Constituer le dossier d’accusation
Reste la question centrale: comment passer de l’accusation et du procès médiatique à un tribunal en bonne et due forme, avec dans le box des accusés, parmi lesquels Vladimir Poutine pourrait trouver place à l’issue du conflit? Cette réponse, les juristes sont en train de la constituer pièce par pièce, argument par argument. Voilà ce que l’on peut en dire aujourd’hui:
- Une comparution de Vladimir Poutine devant des juges internationaux ne pourra avoir lieu que si la Russie est défaite sur le champ de bataille, que son gouvernement accepte un cessez-le-feu, et qu’il collabore avec l’institution judiciaire concernée. Or ces trois conditions apparaissent aujourd’hui irréalistes. Il existe néanmoins un précédent étatique: celui de la Serbie, où le Premier ministre Zoran Djindjic avait fait arrêter le 29 juin 2001 à Belgrade son prédécesseur, Slobodan Milosevic, pour le remettre au Tribunal pénal international pour l’ex-Yougoslavie, dont la procureure était alors la Suissesse Carla Del Ponte.
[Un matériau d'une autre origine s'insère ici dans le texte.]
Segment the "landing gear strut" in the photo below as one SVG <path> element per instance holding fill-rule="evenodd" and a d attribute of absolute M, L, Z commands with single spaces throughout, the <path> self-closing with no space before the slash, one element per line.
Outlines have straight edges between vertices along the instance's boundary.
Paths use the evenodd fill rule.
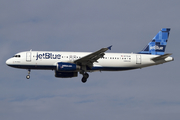
<path fill-rule="evenodd" d="M 88 73 L 84 73 L 84 74 L 83 74 L 83 78 L 81 79 L 81 81 L 82 81 L 83 83 L 85 83 L 85 82 L 87 81 L 88 77 L 89 77 L 89 74 L 88 74 Z"/>
<path fill-rule="evenodd" d="M 27 79 L 29 79 L 29 78 L 30 78 L 30 72 L 31 72 L 31 70 L 30 70 L 30 69 L 28 69 L 28 75 L 26 76 L 26 78 L 27 78 Z"/>

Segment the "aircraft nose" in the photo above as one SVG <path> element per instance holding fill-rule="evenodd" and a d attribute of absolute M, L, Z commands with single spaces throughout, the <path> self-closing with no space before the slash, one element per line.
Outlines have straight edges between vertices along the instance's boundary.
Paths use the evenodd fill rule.
<path fill-rule="evenodd" d="M 6 60 L 6 65 L 10 65 L 10 64 L 11 64 L 11 60 L 10 59 Z"/>

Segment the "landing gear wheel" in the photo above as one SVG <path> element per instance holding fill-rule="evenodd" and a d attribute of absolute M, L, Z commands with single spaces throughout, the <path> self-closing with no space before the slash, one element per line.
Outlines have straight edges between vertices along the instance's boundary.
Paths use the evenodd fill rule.
<path fill-rule="evenodd" d="M 88 77 L 89 77 L 89 74 L 88 74 L 88 73 L 84 73 L 84 74 L 83 74 L 83 78 L 81 79 L 81 81 L 82 81 L 83 83 L 87 82 Z"/>
<path fill-rule="evenodd" d="M 30 78 L 30 75 L 27 75 L 26 78 L 29 79 L 29 78 Z"/>
<path fill-rule="evenodd" d="M 26 78 L 27 78 L 27 79 L 29 79 L 29 78 L 30 78 L 30 72 L 31 72 L 31 70 L 30 70 L 30 69 L 28 69 L 28 75 L 26 76 Z"/>
<path fill-rule="evenodd" d="M 88 73 L 85 73 L 85 74 L 83 75 L 83 77 L 85 77 L 85 78 L 87 79 L 87 78 L 89 78 L 89 74 L 88 74 Z"/>
<path fill-rule="evenodd" d="M 83 83 L 85 83 L 85 82 L 87 81 L 87 78 L 83 77 L 83 78 L 81 79 L 81 81 L 82 81 Z"/>

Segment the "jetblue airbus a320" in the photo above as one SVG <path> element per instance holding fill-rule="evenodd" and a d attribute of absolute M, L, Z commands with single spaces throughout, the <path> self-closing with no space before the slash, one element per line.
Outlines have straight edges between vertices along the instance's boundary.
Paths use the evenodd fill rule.
<path fill-rule="evenodd" d="M 132 70 L 173 61 L 171 54 L 164 53 L 169 32 L 170 28 L 162 28 L 139 53 L 105 53 L 112 46 L 93 53 L 30 50 L 15 54 L 6 64 L 27 69 L 27 79 L 30 78 L 31 69 L 54 70 L 55 77 L 59 78 L 77 77 L 79 72 L 85 83 L 88 72 Z"/>

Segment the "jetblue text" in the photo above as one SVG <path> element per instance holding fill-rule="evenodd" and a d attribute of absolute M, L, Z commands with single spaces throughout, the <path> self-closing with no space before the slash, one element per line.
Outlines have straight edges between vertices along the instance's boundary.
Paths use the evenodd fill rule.
<path fill-rule="evenodd" d="M 38 59 L 61 59 L 61 55 L 53 54 L 53 53 L 42 53 L 42 54 L 37 53 L 36 60 Z"/>

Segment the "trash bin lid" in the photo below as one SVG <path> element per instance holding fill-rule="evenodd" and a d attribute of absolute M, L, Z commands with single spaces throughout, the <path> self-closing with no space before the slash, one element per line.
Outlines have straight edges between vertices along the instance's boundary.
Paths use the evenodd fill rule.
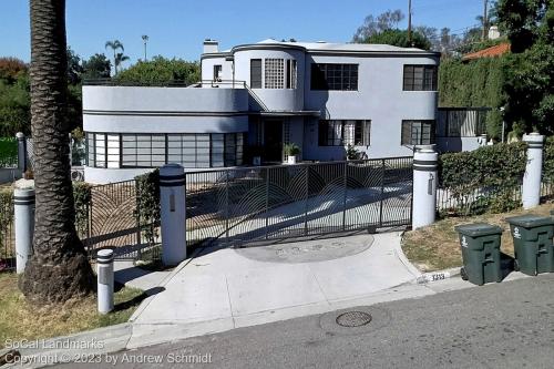
<path fill-rule="evenodd" d="M 502 228 L 486 223 L 472 223 L 454 227 L 458 233 L 470 237 L 502 234 Z"/>
<path fill-rule="evenodd" d="M 523 228 L 534 228 L 554 224 L 554 219 L 552 217 L 535 214 L 512 216 L 506 218 L 506 222 Z"/>

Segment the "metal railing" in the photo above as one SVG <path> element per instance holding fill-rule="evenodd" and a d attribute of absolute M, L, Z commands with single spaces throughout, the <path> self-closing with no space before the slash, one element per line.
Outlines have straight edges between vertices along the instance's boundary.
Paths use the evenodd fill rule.
<path fill-rule="evenodd" d="M 411 201 L 412 157 L 192 172 L 187 244 L 404 226 Z"/>

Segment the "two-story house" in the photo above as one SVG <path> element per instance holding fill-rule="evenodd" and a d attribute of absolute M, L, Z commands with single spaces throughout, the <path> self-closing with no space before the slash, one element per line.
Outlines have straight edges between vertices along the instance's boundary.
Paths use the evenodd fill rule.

On connaît la suite: Djindjic fut assassiné deux ans plus tard et Milosevic est mort en prison en 2006, avant la tenue de son procès.
- La Cour pénale internationale (CPI) n’a inculpé qu’un seul chef d’État ou de gouvernement en fonction en vingt ans d’existence: le président du Kosovo Hashim Thaci, qui a ensuite démissionné le 5 novembre 2020 avant de se constituer prisonnier. Mais dans le cas de la Russie, l’affaire paraît impossible. Les Etats-Unis, qui ne sont pas signataires des statuts de la CPI et qui en contestent les compétences pour enquêter sur leurs propres soldats, ne prendront sans doute jamais le risque d’appuyer un tel processus. D’autant que la Russie, qui soutenait initialement la CPI, a retiré sa signature en 2016, rejoignant ainsi la position de Washington. On notera que Bachar Al Assad, le président syrien, n’a pas été inculpé par la CPI pour «crimes de guerre» malgré les atrocités commises par ses troupes, soutenues… par la Russie.
Les indispensables preuves
- Un «Nuremberg» pour l’Ukraine devrait enfin, il faut le redire, s’appuyer sur des accusations étayées par des preuves. Il faut notamment que l’accusation apporte deux types d'éléments. 1) Il lui faut prouver, ou du moins démontrer, que des unités régulières de l’armée russe, dûment identifiées, se sont rendues responsables de crimes tels que l’utilisation indiscriminée de la violence dans les zones urbaines, de crimes contre les populations civiles, de tortures ou de déportation de populations. 2) Il lui faut prouver que Vladimir Poutine avait connaissance de ces violences, voire qu’il les a ordonnées.
Le crime d’agression aujourd’hui invoqué
- Une ultime hypothèse existe toutefois pour traduire Vladimir Poutine en justice: le crime d’agression. C’est ce que défend l’avocat britannique des droits de l’homme Philippe Sands, appuyé par l’ancien Premier ministre Gordon Brown. Tous deux défendent le concept de «crime d’agression», invoqué durant l’été 1945 par un juriste soviétique, Aron Trainine. Sont désignés sous ce vocable les «crimes contre la paix», entrés dans le droit international. «Le tribunal spécial pour la répression du crime d’agression à l’encontre de l’Ukraine peut être mis en place rapidement», affirmaient-ils dans une récente tribune du «Monde»
Et si tous ses critères étaient remplis, et que la justice internationale, sous une forme ou une autre, inculpait le président russe? Rien ne serait réglé. Il lui faudrait en effet appréhender le maître du Kremlin en Russie. Un scénario qui, à lui seul, confirme qu’un éventuel «Nuremberg ukrainien» relève, pour l’heure, du fantasme judiciaire.